Con il suo diario, il
poeta si reca ogni giorno al capezzale della propria donna morente, quasi
annullandosi e lasciando che la cronaca del naufragio si scriva da sé, in un
procedere incalzante di eventi incresciosi che non lasciano spazio, né tempo
per alcuna riflessione. Il destino, o il mistero avanza inesorabile. In meno di
un mese (siamo nel giugno 2009), tra un via vai ospedaliero di “profeti
bianchi” impotenti, si giunge all’epilogo. E’ tutto un movimento vorticoso:
“Odissea pronto soccorso. / Speranze a diagrammi. Verticali preghiere. / Gli
altri accanto: un mondo di parole sottovoce /…/ L’assassino svelato!”.
E poi: “Ambulanze a
sirene spiegate. /… / Calvario di un giugno maledetto /… / arrivare, ripartire,
ritornare, sapere, / sperare, illudersi, pregare”. “Terzo piano, stanza
trecentoventi /… / Ti lascio tra liquidi bianchi, gialli, avorio. “Tutto
inutile, radiografie, tac, ecografie / e ancora inutili torture /… / Ma tu
fiore di campo sfiorisci, / troppo sfiorisci e in fretta /… / Gli occhi sempre
più gialli, sempre più tristi”. “Sorridi fata meraviglia di orti e giardini, /
non devi morire. / Non è questa la tua sorte di umori maligni, / non è il
grigio né il bianco di un letto d’ospedale”. Ma giunge la sentenza, assurda,
irrevocabile. Ed è la fine di una dolce esistenza dedicata all’amore e al
sorriso.
È lecito, a questo
punto, parlare di amore eterno, se – come appare con tutta evidenza – esso è
mortale e caduco, passeggero? L’amore transita lungo le stagioni della vita e
come la vita è destinato a soccombere, a sparire; oppure si raccoglie in
segrete e profumate, edeniche regioni d’armonia? Il nostro poeta ha fede e nel
sogno di cui abbiamo parlato, gli sembra di udire il sussurro dell’amata:
“Quassù si sta nel tempo che videro la vita i nostri cuori candidi / un sogno
lungo senza fine di promesse, sguardi. /… / Adesso sono tornata uguale ad
allora esile e bionda, / gonna corta di grano e girasoli, seni di pesca”. Nella
dimensione temporale, gli amori possono durare un’ora come cento anni.
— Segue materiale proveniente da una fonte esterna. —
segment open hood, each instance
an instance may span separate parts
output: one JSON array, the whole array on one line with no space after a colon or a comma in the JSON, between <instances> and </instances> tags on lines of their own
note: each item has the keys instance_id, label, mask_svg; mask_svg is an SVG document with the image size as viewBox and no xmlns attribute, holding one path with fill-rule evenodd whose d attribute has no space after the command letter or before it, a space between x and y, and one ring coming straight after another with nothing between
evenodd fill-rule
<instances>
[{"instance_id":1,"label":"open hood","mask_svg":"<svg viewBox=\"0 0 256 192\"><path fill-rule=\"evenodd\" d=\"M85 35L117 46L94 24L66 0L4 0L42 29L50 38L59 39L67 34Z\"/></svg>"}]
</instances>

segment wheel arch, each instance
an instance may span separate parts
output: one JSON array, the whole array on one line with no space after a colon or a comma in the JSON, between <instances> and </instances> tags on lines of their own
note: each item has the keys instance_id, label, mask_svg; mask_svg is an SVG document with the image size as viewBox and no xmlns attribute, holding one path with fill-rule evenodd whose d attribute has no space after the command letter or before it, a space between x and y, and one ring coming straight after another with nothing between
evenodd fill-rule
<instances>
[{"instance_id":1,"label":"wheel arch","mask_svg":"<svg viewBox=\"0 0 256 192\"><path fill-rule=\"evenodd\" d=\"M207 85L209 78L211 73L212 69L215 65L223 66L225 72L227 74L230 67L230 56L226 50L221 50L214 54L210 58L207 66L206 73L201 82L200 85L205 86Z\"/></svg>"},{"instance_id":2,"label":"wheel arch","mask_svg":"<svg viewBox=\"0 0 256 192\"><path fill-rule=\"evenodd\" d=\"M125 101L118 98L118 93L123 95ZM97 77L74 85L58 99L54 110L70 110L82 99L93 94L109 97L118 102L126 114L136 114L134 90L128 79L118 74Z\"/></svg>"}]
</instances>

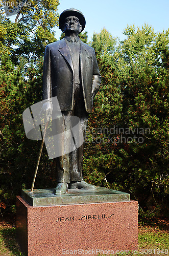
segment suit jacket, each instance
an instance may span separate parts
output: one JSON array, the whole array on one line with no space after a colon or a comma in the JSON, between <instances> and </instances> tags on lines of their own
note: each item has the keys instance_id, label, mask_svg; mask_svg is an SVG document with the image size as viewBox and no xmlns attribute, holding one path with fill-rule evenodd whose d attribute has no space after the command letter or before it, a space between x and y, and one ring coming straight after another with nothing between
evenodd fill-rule
<instances>
[{"instance_id":1,"label":"suit jacket","mask_svg":"<svg viewBox=\"0 0 169 256\"><path fill-rule=\"evenodd\" d=\"M80 40L80 67L86 111L91 112L91 90L99 90L101 77L95 52ZM74 71L69 50L64 38L48 45L43 71L43 98L57 96L61 111L72 110Z\"/></svg>"}]
</instances>

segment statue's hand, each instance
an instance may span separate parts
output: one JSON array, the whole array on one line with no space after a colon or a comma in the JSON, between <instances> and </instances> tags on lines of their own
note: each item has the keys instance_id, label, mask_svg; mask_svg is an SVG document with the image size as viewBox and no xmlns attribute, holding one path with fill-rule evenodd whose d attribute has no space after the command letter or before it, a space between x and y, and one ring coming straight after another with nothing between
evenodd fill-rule
<instances>
[{"instance_id":1,"label":"statue's hand","mask_svg":"<svg viewBox=\"0 0 169 256\"><path fill-rule=\"evenodd\" d=\"M41 114L41 112L43 113L44 114L45 121L46 122L48 121L49 118L50 118L52 117L52 103L51 101L46 101L43 104L42 110L40 114Z\"/></svg>"}]
</instances>

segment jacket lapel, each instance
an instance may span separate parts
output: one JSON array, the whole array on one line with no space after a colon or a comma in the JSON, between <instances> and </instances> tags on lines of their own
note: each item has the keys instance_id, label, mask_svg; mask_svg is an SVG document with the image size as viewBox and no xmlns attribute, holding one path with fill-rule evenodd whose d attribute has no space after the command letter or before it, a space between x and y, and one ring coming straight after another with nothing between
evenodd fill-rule
<instances>
[{"instance_id":1,"label":"jacket lapel","mask_svg":"<svg viewBox=\"0 0 169 256\"><path fill-rule=\"evenodd\" d=\"M85 46L83 44L83 42L80 41L80 67L81 71L82 74L83 66L85 63L86 58L88 55L87 51L86 49Z\"/></svg>"},{"instance_id":2,"label":"jacket lapel","mask_svg":"<svg viewBox=\"0 0 169 256\"><path fill-rule=\"evenodd\" d=\"M74 72L74 66L72 62L70 51L64 39L63 39L62 44L60 44L59 51L63 55L64 58L67 60L70 65L72 71Z\"/></svg>"}]
</instances>

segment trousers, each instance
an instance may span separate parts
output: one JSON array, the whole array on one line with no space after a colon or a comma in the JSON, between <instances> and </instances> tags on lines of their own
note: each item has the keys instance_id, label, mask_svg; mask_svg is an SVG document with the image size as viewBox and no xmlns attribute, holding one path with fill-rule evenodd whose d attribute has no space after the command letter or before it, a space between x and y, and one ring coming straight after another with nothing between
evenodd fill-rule
<instances>
[{"instance_id":1,"label":"trousers","mask_svg":"<svg viewBox=\"0 0 169 256\"><path fill-rule=\"evenodd\" d=\"M71 131L71 123L69 119L71 116L79 117L81 127L82 130L84 142L79 147L76 147L74 151L56 158L57 182L81 181L83 179L83 155L84 147L84 140L87 125L88 113L86 111L83 98L82 86L81 84L74 85L74 104L72 110L62 111L63 118L62 127L63 145L61 146L69 147L71 143L69 137L65 132Z\"/></svg>"}]
</instances>

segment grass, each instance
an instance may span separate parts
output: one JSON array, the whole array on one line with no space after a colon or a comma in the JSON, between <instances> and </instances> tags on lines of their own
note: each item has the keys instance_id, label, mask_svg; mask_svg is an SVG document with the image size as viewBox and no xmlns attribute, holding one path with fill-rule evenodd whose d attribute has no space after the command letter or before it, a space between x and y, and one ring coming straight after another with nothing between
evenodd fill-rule
<instances>
[{"instance_id":1,"label":"grass","mask_svg":"<svg viewBox=\"0 0 169 256\"><path fill-rule=\"evenodd\" d=\"M14 224L14 221L11 222L9 219L3 221L0 220L0 256L25 256L16 242L16 229ZM166 222L160 225L140 225L139 248L135 252L135 255L169 256L169 234L167 230L168 227L169 223ZM130 255L134 254L132 251L130 252ZM118 253L118 255L129 255L129 253ZM106 256L106 254L102 254L102 256Z\"/></svg>"}]
</instances>

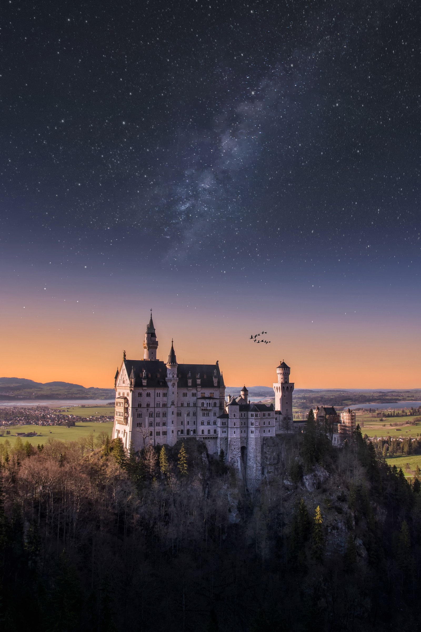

L’eternità è un solo attimo, dove si deposita la purezza e l’intensità,
l’essenza dell’uomo e del vissuto umano.
Si può credere o non
credere in questa luce che si raccoglie fuori dal tempo, ma di essa il tempo ha
certamente bisogno per attingere linfa vitale. Un sogno, dunque, o più di un
sogno, il sussurro che giunge al poeta dall’amata? Chi può dirlo? Nessuno. E
tuttavia nel sogno risiede anche la verità, non solo l’illusione. Sta a noi
separare il grano dalla pula. Il sogno che illude è quello che allontana ed
esilia dalla vita, ma c’è un sogno che invece conduce nell’onda e nel cuore più
vivo della vita. Un sogno da cui la realtà non può e non vuole essere
abbandonata, perché senza di esso inaridisce e si spiuma. Carmelo Consoli, in
questo canto d’amore e morte, ma di morte e di vita, ci fa dono di questa
speranza, di questa ricchezza preziosa e rara. Non possiamo che essergli grati.